Ancora? Magari c’è già qualcuno pronto a celebrare i funerali della prima vera novità del panorama politico italiano, il Partito Democratico…e tu chiedi novità…A proposito: ricordo che avevi annunciato che non avresti votato, questa volta…
«E invece ho votato, anche Pd. Ma non lo voto più, non a queste condizioni. Per me, devono fare autocritica sia i dirigenti del Pd che quelli di Rifondazione: non mi risulta che si siano mai impegnati fino in fondo per far saltare la legge Gasparri, argomento che la sinistra ha accuratamente evitato. Sarà chiaro che una delle chiavi di questa sconfitta, forse la principale, è proprio l’informazione, o meglio la non informazione che ha investito la stragrande maggioranza dei cittadini? Nossingori: questa era la strada per definire l’identità del Pd, della sinistra in generale ma l’hanno evitata.
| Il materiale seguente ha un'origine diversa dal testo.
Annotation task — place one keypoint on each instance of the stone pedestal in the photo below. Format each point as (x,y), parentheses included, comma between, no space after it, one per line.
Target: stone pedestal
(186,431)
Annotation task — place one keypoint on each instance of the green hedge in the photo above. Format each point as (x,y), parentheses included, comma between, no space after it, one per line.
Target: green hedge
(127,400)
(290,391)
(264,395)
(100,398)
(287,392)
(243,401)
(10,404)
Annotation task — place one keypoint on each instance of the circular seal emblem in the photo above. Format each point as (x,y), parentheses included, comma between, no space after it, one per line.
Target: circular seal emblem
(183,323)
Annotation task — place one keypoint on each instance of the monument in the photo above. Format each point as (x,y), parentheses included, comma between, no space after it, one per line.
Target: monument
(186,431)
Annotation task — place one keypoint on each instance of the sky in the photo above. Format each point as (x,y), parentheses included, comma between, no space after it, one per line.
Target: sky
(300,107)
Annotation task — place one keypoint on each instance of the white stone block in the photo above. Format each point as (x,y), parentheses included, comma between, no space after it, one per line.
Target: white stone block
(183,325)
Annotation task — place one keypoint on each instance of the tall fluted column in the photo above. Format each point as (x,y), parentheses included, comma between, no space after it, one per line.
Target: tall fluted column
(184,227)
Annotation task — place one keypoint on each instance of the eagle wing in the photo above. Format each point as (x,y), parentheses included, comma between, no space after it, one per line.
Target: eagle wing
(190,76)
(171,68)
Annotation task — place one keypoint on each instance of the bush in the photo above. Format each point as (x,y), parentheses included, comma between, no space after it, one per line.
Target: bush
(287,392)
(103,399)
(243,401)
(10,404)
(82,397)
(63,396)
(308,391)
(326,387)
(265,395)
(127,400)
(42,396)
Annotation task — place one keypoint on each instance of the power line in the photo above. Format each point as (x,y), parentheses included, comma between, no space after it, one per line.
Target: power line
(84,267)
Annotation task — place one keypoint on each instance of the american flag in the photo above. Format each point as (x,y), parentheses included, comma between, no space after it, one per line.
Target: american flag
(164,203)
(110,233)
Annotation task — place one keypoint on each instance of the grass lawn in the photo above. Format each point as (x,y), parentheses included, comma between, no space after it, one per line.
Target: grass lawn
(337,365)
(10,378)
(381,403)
In più, non puoi puntare a chiarire la tua identità ricorrendo al linguaggio della sicurezza che la destra ha elaborato sulla paura. Ma insomma…»

Per quanto riguarda il voto al Pd, sta tranquilla, non credo che te lo chiederanno a breve. Non vedi l’ora che facciano la festa a Veltroni?
«Per niente. Non sono d’accordo con chi addebita a Veltroni la responsabilità di quel che è accaduto. Anzi: era il meglio che si poteva avere, ma era solo, gli altri erano molto peggio e non si può costruire quella forza politica con un uomo solo. Rutelli è meglio che lo lascino stare, ha fatto le sue furbate tra pacs e fecondazione, non piaceva né a destra né a sinistra. Speriamo non lo riciclino, sarebbe una pessima mossa».

Forse non vedi l’ora che facciano la festa all’Unità. Tu che sei stata al primo V-Day e condividi la strategia del Grillo dovresti apprezzare la sua scelta di gettare ai pesci, come ha fatto in pubblico, anche questa testata accusata di succhiare vergognosamente denaro pubblico…
«Beh no. Intanto al secondo V-Day non c’ero e poi Grillo è Grillo e io sono io. Ha pregi e difetti. Su alcune cose concordo, altre non le condivido. Per esempio, sulla questione del finanziamento pubblico della carta stampata io sono perché sia confermato, che vada aggiustato in modo che non aiuti la sopravvivenza di finte testate. Anzi, mi piacerebbe che venisse spostata per legge molta pubblicità dalla tv alla carta stampata e la pubblicità è meglio dei soldi pubblici, non credi?»

Certo che sei dispettosa e impertinente. Col cavolo che torni in tv con questo carattere…
«Senti questa: stavo lavorando a una cosa su La7. Dopo le elezioni hanno mandato a casa il direttore e quindi…»

Poco male, puoi sempre contare sul pesce grosso, la Rai…
«Da dove manco dal 2003, come no. Però ho visto che riabilitano Saccà, ma è evidente che quello che ho fatto io è ben più grave di quello che ha fatto lui…».

Ora capisco il tuo buonumore: tra Berlusconi e Alemanno, Gasparri e La Russa così in prima fila, ti ritrovi un sacco di carne al fuoco, come e più che ai bei tempi. Hai visto qualcuno del nuovo serraglio di fronte al quale ti sei detta: orpo, questo è una miniera d’oro?
«È vero, son tornati. Mi ha colpito Giordano, il direttore del Giornale. Ma è fin troppo facile, un lavoro come si dice di bassa soddisfazione, in due settimane butto giù una sceneggiatura di cinque ore. Abbiamo tutto il tempo per fare le cose con calma».